When she worked for Frank, reporting on the horrors of child abuse and rape, she had learned when she got overwhelmed to take a minute to anchor herself. She had done that so often and for so many years, it had become second nature. My laptop, she told herself. These are my notebooks. My hands. My ranch. My home.
She wiped her face with her palms, rewound and pressed play, her hand hovering over the stop button, poking at it to slow down the action so she could actually see what was happening. She missed it on her first pass, rewound and looked again. This time she saw that a groom knelt beside each horse, palpating its front legs the way an inspector would at a show. The instant a horse flinched, Dale punched it.
“He’s stewarding the horse, teaching it not to react to the exam,” she whispered.
The camera aimed at the horses’ legs, following Dale. He bent down, lifted a front hoof, and squirted something from a bottle on its leg. The horse reared back then collapsed to its knees.
“Get up, you sorry son of a bitch!” Dale kicked it in the gut.
Billie watched the rest of the footage. Dale poking a horse with an electric cattle prod. Dale standing by while two grooms tried to drag a prostrate horse by its head. Dale burning a horse on the lips with a cigarette. Charley must have been the videographer, she realized. He had told her he was going to turn in more abusers than just Dale for the reward, and there were two grooms in this footage.

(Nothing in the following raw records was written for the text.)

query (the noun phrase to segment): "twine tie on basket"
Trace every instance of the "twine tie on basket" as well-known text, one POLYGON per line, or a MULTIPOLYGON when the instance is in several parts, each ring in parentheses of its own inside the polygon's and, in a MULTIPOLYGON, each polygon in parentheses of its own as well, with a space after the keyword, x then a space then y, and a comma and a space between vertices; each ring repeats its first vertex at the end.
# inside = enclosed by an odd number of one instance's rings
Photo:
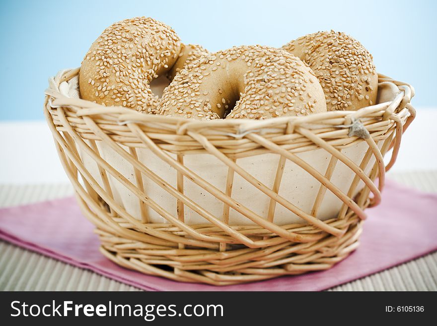
POLYGON ((364 139, 368 139, 370 136, 370 134, 368 130, 366 129, 365 127, 363 124, 359 119, 353 120, 352 124, 351 125, 345 125, 343 127, 349 127, 349 133, 348 135, 349 137, 356 136, 364 139))

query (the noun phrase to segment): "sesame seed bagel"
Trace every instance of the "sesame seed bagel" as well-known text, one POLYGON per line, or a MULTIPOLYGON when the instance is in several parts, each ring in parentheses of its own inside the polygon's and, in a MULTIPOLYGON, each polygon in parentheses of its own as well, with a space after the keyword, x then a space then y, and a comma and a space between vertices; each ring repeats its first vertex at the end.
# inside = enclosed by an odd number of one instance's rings
POLYGON ((207 56, 210 52, 197 44, 181 44, 179 58, 173 66, 167 72, 167 77, 172 80, 179 70, 192 64, 201 57, 207 56))
POLYGON ((176 75, 157 110, 200 120, 263 119, 326 111, 322 88, 307 65, 286 51, 260 46, 235 47, 201 58, 176 75))
POLYGON ((158 99, 149 83, 172 67, 180 49, 174 31, 152 18, 115 23, 85 56, 79 76, 81 97, 105 106, 153 112, 158 99))
POLYGON ((318 32, 283 48, 306 63, 318 79, 328 111, 358 110, 376 103, 378 75, 373 58, 343 33, 318 32))

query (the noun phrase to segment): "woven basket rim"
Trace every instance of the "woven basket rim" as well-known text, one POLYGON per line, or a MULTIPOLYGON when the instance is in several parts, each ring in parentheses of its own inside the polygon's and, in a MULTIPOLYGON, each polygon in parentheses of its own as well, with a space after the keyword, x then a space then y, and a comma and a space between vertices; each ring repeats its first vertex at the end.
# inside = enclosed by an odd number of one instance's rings
MULTIPOLYGON (((365 115, 369 111, 378 111, 378 109, 384 110, 390 106, 393 107, 393 113, 399 113, 402 109, 402 106, 399 107, 398 102, 403 100, 408 102, 414 96, 414 87, 410 84, 397 81, 382 74, 378 73, 378 82, 388 81, 393 82, 397 86, 404 86, 404 94, 403 96, 398 96, 393 99, 393 101, 377 103, 373 105, 364 107, 357 110, 344 110, 328 111, 313 113, 305 116, 285 116, 271 118, 262 120, 250 119, 218 119, 211 121, 201 121, 188 119, 181 117, 170 117, 160 115, 147 114, 140 112, 132 109, 125 108, 121 106, 105 106, 81 98, 73 99, 69 98, 62 94, 59 91, 58 86, 63 81, 68 81, 72 78, 79 73, 79 68, 63 69, 60 70, 58 74, 62 74, 62 77, 59 80, 59 84, 56 85, 55 77, 49 79, 50 86, 46 89, 45 94, 46 97, 52 97, 55 99, 51 101, 49 98, 48 103, 52 107, 59 106, 73 106, 81 107, 83 110, 79 110, 76 113, 78 116, 84 115, 99 115, 104 118, 106 115, 116 115, 118 117, 119 124, 123 125, 128 123, 127 122, 133 121, 136 123, 152 122, 162 124, 163 125, 173 124, 178 126, 178 133, 183 133, 186 130, 199 130, 208 128, 210 129, 217 129, 233 128, 237 130, 239 133, 244 133, 249 130, 268 128, 270 127, 290 124, 291 126, 310 123, 314 121, 320 121, 324 118, 345 118, 347 122, 350 124, 354 120, 359 119, 361 116, 365 115), (53 86, 55 86, 54 87, 53 86), (57 89, 54 89, 54 88, 57 89), (408 93, 408 94, 407 94, 408 93), (405 98, 407 97, 406 99, 405 98), (396 105, 397 104, 397 105, 396 105), (401 108, 400 110, 398 109, 401 108)), ((241 136, 240 134, 237 134, 241 136)))

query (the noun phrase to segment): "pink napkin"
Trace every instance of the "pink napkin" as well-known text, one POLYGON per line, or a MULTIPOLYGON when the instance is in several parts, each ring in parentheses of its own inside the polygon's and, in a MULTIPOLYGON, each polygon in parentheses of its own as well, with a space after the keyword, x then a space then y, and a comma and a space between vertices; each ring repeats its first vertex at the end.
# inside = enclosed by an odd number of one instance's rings
POLYGON ((179 283, 120 267, 98 251, 94 227, 73 198, 0 210, 0 238, 142 289, 154 291, 317 291, 437 250, 437 195, 388 181, 382 203, 366 210, 361 245, 328 270, 215 287, 179 283))

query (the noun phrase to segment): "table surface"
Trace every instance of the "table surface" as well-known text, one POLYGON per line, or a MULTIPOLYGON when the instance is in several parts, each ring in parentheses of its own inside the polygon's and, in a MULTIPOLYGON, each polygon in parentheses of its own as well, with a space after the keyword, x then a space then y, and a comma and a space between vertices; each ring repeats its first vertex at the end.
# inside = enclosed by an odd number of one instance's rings
MULTIPOLYGON (((437 193, 437 151, 429 140, 436 120, 437 110, 418 111, 388 178, 437 193)), ((0 122, 0 151, 7 153, 0 163, 0 207, 73 194, 44 122, 0 122)), ((330 290, 437 291, 437 252, 330 290)), ((139 289, 0 241, 0 290, 139 289)))

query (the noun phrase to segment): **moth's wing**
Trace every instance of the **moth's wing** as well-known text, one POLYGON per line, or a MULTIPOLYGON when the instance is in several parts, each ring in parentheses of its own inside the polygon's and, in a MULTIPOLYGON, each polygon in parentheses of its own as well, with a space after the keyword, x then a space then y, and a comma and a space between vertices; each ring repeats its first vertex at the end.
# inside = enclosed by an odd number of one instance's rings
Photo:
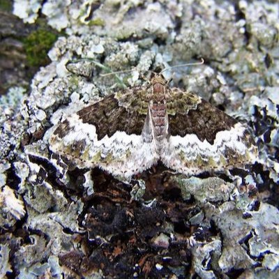
POLYGON ((50 149, 80 167, 98 166, 126 179, 150 167, 158 156, 152 140, 142 135, 149 125, 144 90, 111 95, 70 116, 51 136, 50 149))
POLYGON ((167 167, 192 175, 243 167, 255 161, 256 144, 240 123, 196 95, 179 89, 169 89, 169 98, 170 137, 161 155, 167 167))

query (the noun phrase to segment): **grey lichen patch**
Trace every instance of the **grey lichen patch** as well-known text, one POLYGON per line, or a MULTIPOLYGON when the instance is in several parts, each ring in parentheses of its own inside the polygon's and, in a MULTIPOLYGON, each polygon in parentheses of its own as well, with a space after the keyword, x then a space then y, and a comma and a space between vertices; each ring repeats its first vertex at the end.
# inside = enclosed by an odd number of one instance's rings
POLYGON ((190 239, 193 252, 193 268, 199 276, 209 278, 214 270, 228 272, 232 264, 235 269, 252 269, 255 264, 263 265, 270 271, 278 267, 277 209, 261 203, 258 209, 250 209, 253 201, 246 195, 230 201, 234 186, 220 179, 179 179, 177 182, 185 198, 188 199, 189 195, 192 195, 204 211, 200 225, 206 225, 211 220, 222 235, 222 250, 219 236, 205 246, 196 241, 194 236, 190 239), (220 201, 223 203, 219 207, 217 203, 220 201), (239 203, 246 204, 246 209, 237 208, 239 203), (266 218, 269 213, 270 218, 266 218), (247 243, 246 239, 248 240, 247 243), (211 262, 209 269, 201 264, 206 259, 211 262))
POLYGON ((229 199, 232 190, 235 187, 218 177, 210 177, 201 179, 195 177, 189 179, 179 178, 182 196, 188 198, 193 195, 197 202, 206 204, 209 202, 225 202, 229 199))

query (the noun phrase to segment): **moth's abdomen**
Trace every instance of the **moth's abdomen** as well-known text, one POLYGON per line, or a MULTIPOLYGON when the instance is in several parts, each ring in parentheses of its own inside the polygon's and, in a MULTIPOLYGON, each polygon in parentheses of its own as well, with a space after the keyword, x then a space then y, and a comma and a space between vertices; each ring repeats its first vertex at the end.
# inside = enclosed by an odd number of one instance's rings
POLYGON ((162 141, 167 136, 168 121, 167 114, 167 102, 152 102, 150 104, 150 112, 154 128, 154 136, 157 141, 162 141))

She pressed play again. This time she waited through more snow and smudges until, at last, there were new images, new voices. A woman talking, a man’s mumbled answer. The woman’s voice again. Eudora stepped in front of the camera, walking ahead of Charley down the barn aisle at the farm where Billie had worked. Eudora gave instructions, pointing to stalls and telling him what to do to each horse inside. They stopped, and she pulled open a stall door. A wild-eyed mare tied to the wall at the back of the stall tried to turn toward them.